Review Summary: Travis Morrison should play the lottery if he's such a know-it-all.
I don’t like for things to be uncanny, but then again there is something uncanny about the way
Change walks which both baffles and contents me. It's an album abundantly removed from the isolating, apocalyptic themes of their Indie masterpiece
Emergency & I but somehow creeping and crawling with the same paranoid feelings it sends out. Okay, some of the songs have colossal scope – “Pay for the Piano” is typically high-stakes for the band and all the speedy drumming and grungy guitars could easily call for political reforms (“
Somebody’s got to pay for the piano/Somebody’s got to make sure we honor everyone” ) – but this isn’t end of the world stuff. So why exactly does every song on
Change make me anxious that Travis Morrison is coming to town?
Such a question isn’t really answered in the absolutes its predecessor was because in 2001, The Dismemberment Plan isn’t really driving towards a specific and devastating ending, let alone a revolution. Even if “Pay for the Piano” is eerie and universal, the band lets that very same tone loose for the remainder of ten songs, no matter how diverse they are for subject matter. “Come Home” takes the album’s mood and makes a loner of Morrison, recycling what spoke to our generation just a song ago and instead putting listeners through the frontman’s dearth of personal experience.

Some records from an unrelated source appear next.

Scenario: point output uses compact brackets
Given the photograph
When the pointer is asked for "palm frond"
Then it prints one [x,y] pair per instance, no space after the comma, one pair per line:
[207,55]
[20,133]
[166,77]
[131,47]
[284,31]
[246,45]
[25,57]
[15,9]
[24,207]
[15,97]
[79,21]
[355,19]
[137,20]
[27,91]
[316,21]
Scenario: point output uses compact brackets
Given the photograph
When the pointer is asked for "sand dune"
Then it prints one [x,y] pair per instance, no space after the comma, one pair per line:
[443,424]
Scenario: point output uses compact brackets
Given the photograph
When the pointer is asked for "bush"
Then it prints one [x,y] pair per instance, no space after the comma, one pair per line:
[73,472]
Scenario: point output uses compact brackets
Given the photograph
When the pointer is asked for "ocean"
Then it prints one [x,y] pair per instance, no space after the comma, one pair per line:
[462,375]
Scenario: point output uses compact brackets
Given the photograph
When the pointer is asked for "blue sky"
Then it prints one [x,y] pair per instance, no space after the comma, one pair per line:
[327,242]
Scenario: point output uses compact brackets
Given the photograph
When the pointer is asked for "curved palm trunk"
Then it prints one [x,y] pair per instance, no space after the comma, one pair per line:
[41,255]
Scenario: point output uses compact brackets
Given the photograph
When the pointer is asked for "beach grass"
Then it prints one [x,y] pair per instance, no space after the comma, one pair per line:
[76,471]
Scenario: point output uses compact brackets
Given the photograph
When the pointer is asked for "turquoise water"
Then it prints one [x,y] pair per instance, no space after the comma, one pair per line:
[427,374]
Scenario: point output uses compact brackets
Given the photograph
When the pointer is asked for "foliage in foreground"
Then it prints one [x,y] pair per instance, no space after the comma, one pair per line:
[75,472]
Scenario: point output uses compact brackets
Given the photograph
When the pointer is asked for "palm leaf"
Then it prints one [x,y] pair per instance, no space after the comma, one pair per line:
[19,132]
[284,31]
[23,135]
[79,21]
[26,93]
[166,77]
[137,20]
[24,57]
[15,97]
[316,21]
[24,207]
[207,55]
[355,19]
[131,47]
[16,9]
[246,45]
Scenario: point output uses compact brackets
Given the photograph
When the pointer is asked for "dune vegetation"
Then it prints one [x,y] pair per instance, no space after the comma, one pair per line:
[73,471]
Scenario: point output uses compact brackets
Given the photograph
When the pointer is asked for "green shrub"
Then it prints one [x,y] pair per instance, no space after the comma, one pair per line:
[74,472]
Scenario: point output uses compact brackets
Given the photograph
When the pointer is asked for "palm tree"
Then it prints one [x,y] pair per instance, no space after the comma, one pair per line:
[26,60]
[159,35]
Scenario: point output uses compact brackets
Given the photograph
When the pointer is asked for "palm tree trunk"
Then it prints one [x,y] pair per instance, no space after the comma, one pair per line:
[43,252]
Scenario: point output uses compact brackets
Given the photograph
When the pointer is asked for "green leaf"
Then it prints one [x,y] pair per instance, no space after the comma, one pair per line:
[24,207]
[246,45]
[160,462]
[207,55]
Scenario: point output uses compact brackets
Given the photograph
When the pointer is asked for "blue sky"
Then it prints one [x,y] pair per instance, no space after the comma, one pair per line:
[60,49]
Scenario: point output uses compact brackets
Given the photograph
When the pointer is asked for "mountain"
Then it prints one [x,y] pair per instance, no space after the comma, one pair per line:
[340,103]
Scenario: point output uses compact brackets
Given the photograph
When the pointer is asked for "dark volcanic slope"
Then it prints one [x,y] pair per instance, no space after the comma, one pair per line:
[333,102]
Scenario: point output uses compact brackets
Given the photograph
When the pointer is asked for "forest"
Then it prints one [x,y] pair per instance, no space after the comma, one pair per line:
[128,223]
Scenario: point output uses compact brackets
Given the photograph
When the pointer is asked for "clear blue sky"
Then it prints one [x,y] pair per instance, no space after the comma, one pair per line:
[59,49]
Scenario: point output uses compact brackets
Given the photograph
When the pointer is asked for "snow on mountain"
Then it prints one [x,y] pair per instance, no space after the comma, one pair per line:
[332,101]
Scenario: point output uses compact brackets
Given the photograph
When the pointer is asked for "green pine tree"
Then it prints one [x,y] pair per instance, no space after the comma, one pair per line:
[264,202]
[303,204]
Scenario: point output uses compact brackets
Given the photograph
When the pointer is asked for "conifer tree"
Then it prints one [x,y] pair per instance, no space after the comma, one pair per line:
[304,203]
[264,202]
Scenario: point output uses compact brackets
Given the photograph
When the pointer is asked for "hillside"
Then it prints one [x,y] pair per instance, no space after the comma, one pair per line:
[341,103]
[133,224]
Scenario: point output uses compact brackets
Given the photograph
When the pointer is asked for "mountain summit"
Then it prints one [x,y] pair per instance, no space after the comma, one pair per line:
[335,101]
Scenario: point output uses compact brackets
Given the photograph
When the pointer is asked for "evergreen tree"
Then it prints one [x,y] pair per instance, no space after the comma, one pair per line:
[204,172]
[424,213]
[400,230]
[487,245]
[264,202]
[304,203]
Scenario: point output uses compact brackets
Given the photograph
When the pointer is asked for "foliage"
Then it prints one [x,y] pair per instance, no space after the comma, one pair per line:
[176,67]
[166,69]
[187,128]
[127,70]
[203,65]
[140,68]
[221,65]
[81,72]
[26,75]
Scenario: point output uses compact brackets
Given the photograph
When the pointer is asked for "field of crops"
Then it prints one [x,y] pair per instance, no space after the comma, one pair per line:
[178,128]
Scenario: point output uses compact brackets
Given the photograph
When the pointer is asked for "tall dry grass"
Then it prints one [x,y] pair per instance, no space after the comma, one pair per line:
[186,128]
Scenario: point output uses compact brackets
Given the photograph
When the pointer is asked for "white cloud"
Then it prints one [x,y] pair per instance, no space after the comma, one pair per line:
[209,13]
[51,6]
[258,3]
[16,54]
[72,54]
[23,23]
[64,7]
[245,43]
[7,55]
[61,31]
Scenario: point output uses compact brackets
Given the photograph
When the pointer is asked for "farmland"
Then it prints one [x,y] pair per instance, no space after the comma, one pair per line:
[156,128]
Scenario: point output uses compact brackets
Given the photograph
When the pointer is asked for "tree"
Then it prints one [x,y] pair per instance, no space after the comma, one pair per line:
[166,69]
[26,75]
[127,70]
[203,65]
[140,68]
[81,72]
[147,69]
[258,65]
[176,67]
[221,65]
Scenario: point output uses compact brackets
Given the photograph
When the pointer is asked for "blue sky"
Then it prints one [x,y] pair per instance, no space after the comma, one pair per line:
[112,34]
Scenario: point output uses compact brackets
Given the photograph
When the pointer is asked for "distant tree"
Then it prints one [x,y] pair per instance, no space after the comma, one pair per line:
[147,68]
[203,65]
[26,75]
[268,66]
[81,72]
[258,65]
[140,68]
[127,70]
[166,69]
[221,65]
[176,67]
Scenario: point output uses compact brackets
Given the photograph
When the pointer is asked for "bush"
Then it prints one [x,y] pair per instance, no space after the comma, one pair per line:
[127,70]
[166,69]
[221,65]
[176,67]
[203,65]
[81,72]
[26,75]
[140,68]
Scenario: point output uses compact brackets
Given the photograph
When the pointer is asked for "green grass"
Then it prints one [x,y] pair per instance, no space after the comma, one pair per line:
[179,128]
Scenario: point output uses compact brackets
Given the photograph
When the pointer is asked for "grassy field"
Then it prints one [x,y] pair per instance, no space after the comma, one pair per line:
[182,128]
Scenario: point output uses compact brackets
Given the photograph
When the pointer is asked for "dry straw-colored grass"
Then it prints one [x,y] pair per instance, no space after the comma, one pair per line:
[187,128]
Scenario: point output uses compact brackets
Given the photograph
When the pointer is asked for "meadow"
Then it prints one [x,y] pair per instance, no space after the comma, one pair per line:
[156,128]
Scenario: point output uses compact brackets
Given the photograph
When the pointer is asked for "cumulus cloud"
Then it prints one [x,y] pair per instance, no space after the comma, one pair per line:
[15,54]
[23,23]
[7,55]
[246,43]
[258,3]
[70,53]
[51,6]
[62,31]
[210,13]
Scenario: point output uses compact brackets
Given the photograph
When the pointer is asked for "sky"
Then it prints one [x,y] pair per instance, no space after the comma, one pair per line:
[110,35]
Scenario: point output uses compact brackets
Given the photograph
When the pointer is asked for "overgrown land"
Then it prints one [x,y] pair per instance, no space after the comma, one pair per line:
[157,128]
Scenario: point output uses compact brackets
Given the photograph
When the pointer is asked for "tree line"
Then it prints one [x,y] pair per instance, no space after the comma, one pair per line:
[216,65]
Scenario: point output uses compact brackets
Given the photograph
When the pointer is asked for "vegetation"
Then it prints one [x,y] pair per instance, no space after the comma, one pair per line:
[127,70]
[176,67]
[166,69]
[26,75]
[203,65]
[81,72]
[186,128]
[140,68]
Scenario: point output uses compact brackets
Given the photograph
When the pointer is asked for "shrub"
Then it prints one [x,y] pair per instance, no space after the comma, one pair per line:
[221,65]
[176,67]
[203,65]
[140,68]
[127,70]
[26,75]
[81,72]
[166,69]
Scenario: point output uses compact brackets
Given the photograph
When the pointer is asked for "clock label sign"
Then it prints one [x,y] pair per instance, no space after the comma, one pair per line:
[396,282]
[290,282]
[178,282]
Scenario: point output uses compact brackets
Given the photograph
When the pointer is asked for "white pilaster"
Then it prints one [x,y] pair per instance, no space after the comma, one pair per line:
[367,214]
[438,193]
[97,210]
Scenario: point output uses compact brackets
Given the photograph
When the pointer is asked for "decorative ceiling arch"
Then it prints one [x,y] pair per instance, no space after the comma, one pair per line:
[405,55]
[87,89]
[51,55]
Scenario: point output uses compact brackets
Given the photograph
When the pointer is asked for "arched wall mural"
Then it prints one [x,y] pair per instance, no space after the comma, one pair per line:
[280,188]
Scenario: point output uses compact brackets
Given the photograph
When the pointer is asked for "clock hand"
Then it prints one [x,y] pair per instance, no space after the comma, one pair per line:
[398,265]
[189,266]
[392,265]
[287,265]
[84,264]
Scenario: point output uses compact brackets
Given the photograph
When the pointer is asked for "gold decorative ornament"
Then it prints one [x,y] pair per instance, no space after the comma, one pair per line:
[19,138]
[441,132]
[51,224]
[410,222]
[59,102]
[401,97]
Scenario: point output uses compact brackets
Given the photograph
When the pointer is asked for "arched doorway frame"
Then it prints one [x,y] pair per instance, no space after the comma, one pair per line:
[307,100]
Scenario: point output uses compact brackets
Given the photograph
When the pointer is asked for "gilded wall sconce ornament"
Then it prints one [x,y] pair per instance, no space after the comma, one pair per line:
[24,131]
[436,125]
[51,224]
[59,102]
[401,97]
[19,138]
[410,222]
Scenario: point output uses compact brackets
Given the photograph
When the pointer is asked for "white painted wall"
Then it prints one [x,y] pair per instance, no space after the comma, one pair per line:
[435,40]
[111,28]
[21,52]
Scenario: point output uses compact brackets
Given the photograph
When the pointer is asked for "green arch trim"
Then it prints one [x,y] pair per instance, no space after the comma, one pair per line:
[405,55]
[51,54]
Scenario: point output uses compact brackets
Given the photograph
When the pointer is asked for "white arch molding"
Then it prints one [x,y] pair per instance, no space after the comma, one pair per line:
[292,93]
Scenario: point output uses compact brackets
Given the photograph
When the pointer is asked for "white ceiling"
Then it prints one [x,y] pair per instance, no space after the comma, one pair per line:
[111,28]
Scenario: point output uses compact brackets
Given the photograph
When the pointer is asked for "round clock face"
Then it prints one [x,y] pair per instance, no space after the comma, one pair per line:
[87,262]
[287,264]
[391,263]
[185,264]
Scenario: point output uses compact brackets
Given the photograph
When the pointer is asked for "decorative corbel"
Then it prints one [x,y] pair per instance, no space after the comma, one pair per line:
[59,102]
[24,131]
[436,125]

On the face of it, he’s relatable, but in actual fact the only person that matters in this moment is Morrison and Morrison alone: “
Made myself some coffee and listened to the rain rattle the leaves/I told myself nothing is wrong and stared through the paper for a long long time”. And enough cannot be said of how stricken with paranoia he is – the song explodes from its sparse dynamic into something explosive and jittery with much credit to Joe Easley’s drumming prowess – his fragmented smattering of percussion can only say as much as Morrison does himself though, which is quite simply “
I don’t know”. Two songs into the future and the Plan have reinvented their own wheel again, but even as the band twist and turn heads with “Automatic” – which is as good as an acoustic lullaby, especially for a band this proud and prone to freak outs – they still can’t calculate anything but the cold and nerve-wracking, and Morrison’s lyrical outlook oozes bleakness; where verses stand in this man’s way, he will simply overflow with words.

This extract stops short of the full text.